18. Dominique de Villeneuve



Comme tous les matins, dès le petit-déjeuner, Beauchêne est en visio-conférence avec l'Elysée. Cellule de crise.

Bon prince, il prend tout sur lui, face au chef de cabinet du Président, Dominique de Villeneuve, costard cravate, légion d'honneur, mérite agricole et palmes académiques, qui est en train de lui remonter gravement les bretelles :

– Les deux qui ont été défenestrés, c'est vous ?

– Oui, Monsieur le Directeur.

– Les quatre accidentés aussi ?

– Oui, Monsieur le Directeur.

– Ceux qui ont disparu également ?

– Egalement, Monsieur le Directeur.

– Donnez-moi les noms des agents fautifs ?

– Pas question, Monsieur le Directeur !

– Vous me les donnez, ou vous êtes relevé de vos fonctions !
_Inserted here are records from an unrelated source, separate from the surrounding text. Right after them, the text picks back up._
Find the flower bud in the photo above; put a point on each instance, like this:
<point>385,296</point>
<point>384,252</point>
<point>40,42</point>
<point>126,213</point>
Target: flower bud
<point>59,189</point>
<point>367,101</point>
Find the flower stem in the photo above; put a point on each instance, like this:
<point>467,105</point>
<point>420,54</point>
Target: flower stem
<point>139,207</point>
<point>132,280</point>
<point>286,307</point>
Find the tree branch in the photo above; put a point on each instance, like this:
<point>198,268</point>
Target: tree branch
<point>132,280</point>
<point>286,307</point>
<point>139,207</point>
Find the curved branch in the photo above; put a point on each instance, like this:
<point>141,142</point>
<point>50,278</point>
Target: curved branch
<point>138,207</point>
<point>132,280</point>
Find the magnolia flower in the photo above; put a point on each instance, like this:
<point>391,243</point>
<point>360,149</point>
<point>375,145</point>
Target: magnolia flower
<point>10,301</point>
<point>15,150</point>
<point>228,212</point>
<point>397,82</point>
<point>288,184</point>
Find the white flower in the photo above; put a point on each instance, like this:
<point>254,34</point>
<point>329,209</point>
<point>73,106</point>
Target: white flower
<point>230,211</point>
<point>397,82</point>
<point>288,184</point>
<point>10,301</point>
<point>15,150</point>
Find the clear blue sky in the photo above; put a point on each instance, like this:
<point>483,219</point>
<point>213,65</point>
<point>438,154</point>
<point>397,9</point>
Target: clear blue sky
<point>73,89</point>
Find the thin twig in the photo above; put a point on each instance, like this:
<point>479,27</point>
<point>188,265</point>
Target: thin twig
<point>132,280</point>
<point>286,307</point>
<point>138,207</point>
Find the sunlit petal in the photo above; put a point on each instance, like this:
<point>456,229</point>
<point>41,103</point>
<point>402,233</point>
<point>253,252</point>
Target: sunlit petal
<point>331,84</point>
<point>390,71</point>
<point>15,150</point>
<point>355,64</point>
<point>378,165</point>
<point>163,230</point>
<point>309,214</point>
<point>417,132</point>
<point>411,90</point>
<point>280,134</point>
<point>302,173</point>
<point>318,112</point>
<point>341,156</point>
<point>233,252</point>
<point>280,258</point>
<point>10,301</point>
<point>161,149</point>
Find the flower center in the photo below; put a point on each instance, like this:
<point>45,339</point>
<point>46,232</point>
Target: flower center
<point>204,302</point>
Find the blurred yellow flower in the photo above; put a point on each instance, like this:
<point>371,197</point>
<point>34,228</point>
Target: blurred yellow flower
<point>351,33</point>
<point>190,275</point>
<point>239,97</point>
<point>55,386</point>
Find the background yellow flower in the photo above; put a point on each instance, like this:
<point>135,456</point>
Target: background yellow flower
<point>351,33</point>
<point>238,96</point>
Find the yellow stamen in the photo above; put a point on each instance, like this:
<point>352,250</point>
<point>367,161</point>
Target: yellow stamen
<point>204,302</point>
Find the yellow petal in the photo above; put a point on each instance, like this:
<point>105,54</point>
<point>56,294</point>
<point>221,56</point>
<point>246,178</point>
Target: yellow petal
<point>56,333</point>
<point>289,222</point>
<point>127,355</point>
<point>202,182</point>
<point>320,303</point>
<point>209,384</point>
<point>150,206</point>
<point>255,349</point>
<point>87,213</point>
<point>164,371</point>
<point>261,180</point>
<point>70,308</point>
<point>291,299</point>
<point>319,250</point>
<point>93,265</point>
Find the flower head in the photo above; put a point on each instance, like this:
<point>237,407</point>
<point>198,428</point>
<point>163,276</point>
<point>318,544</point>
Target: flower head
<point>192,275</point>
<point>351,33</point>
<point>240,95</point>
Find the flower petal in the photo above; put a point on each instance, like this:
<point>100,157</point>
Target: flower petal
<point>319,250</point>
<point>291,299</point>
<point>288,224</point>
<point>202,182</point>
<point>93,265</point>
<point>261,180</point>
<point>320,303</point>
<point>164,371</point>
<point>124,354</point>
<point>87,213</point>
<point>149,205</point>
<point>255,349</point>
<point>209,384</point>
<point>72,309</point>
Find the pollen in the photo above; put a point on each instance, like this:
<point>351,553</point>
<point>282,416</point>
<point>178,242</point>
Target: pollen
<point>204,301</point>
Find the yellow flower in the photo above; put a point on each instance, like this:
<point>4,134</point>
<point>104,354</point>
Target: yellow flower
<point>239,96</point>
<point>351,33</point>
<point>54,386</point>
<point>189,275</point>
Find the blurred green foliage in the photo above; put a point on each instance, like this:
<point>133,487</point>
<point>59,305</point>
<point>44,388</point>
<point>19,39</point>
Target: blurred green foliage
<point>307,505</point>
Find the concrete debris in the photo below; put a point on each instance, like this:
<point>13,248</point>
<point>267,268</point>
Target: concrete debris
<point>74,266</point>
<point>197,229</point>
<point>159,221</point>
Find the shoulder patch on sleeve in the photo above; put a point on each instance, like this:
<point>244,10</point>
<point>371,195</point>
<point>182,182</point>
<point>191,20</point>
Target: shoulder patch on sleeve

Vu ma situation de disparu mort au champ d'honneur, je suis bien placé pour lui venir en aide. Je m'assieds à côté de lui, face à l'écran :

– Mes respects, Monsieur le Directeur.

– Vous êtes qui vous ?

– Paul Dumonchelle, pour vous servir, Monsieur le Directeur.

– Mais...

– ... ex décédé, oui, Monsieur le Directeur.

– Beauchêne, vous...

– ... ta gueule, Monsieur le Directeur !


Primo on l'a chez Drouant, recto, verso, plus quelques détails pittoresques. Question moralité, la nôtre vaut bien la sienne. Il se traine tellement plus de cadavres que nous. Seule différence : les siens, il les a mis au placard, bien chauds proprets, entre son loden O'Connel's et ses cravates Marinella.

Soit dit en passant, on peut lui donner une liste de ses cadavres de prédilection, commentaires en sus, avec la LLC, tellement il sait pas se taire quand on lui retaille le poireau. Alors que nous, nos cadavres, on se les écrabouille en trois dimensions, cervelles sur le pare-brise et mares de sang plein le bitume.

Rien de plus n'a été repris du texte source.